He frowned at her. “Would we not still be moving in the same direction?”

“Well, yes, but that's beside the point.”

“How it is beside the point? We keep moving forward, we lose no time—if I go too slowly, you will tell me. If I cannot go fast enough, you will retake the helm. Let us find food, and when we resume the journey, I wish to try…drive.”

She closed her eyes very briefly, then leaned over and reached past him to open the glove compartment. She pulled out the car's manual and dropped it into his lap. “Read that, and then put your hands
on the car and absorb its vibes or whatever it is you do to inhale information like air. And then I'll let you drive after we eat breakfast. Very briefly.
Very
briefly, Utana. In a parking lot, where there's lots of room.”

“But…that would slow down our pace.”

“It won't matter. It'll be daylight soon. We can't meet with the vamps until nightfall anyway. And we won't waste more than five minutes. Maybe ten.”

He went silent, staring at her. “You are taking me to meet with the vahmpeers?”

She looked at him, then away again. “I think it's the best thing to do. If we can convince them to accept the truce you offer, we can come up with a plan to free the Chosen without putting the vampires at risk.”

His throat was dry. The notion of facing the people he might very well have so deeply wronged—or might very well soon have to kill—made his stomach rebel and his chest feel tight.

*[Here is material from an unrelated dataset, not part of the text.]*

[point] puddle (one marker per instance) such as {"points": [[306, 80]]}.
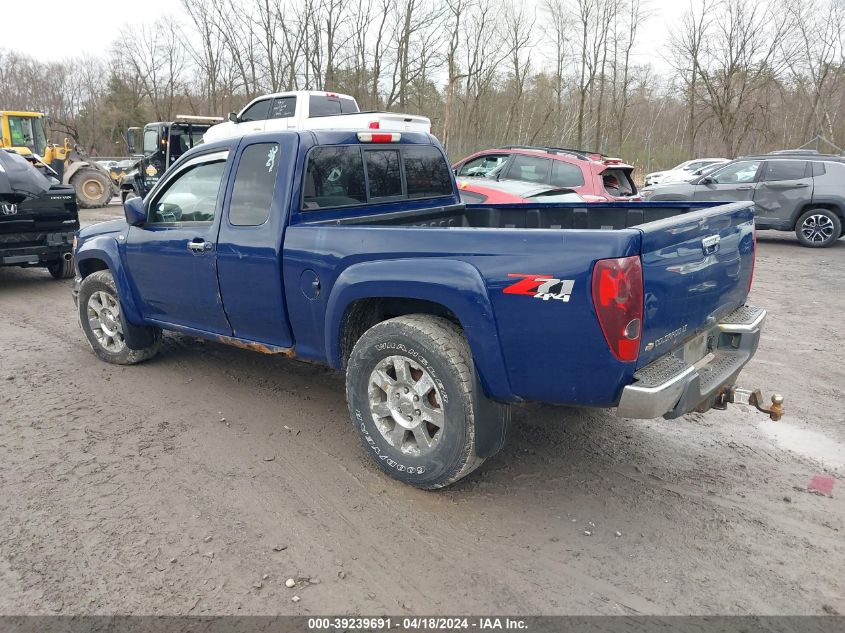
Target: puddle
{"points": [[808, 443]]}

“Utana, you're going to have to make your peace with them sooner or later.”

“Am I?” he asked.

She nodded. “I love them. I
love
them, Utana. Haven't you figured that out yet?”

He nodded, awash with yet a new layer of guilt. To distract himself, he placed his hands on the owner's manual of her precious vehicle—yes, he knew she adored this machine—and closed his eyes
to absorb its contents. He did not need to do the same with the machine itself, for he already had. It was likely, he thought, that he knew more about the car than its proud owner did.

 

Brigit was grateful that Utana had stuffed the suit he'd so detested into the pillowcase along with several of his preferred robes. Her belly-dancing outfit was in there, too, she noticed, as she dug through the makeshift rucksack.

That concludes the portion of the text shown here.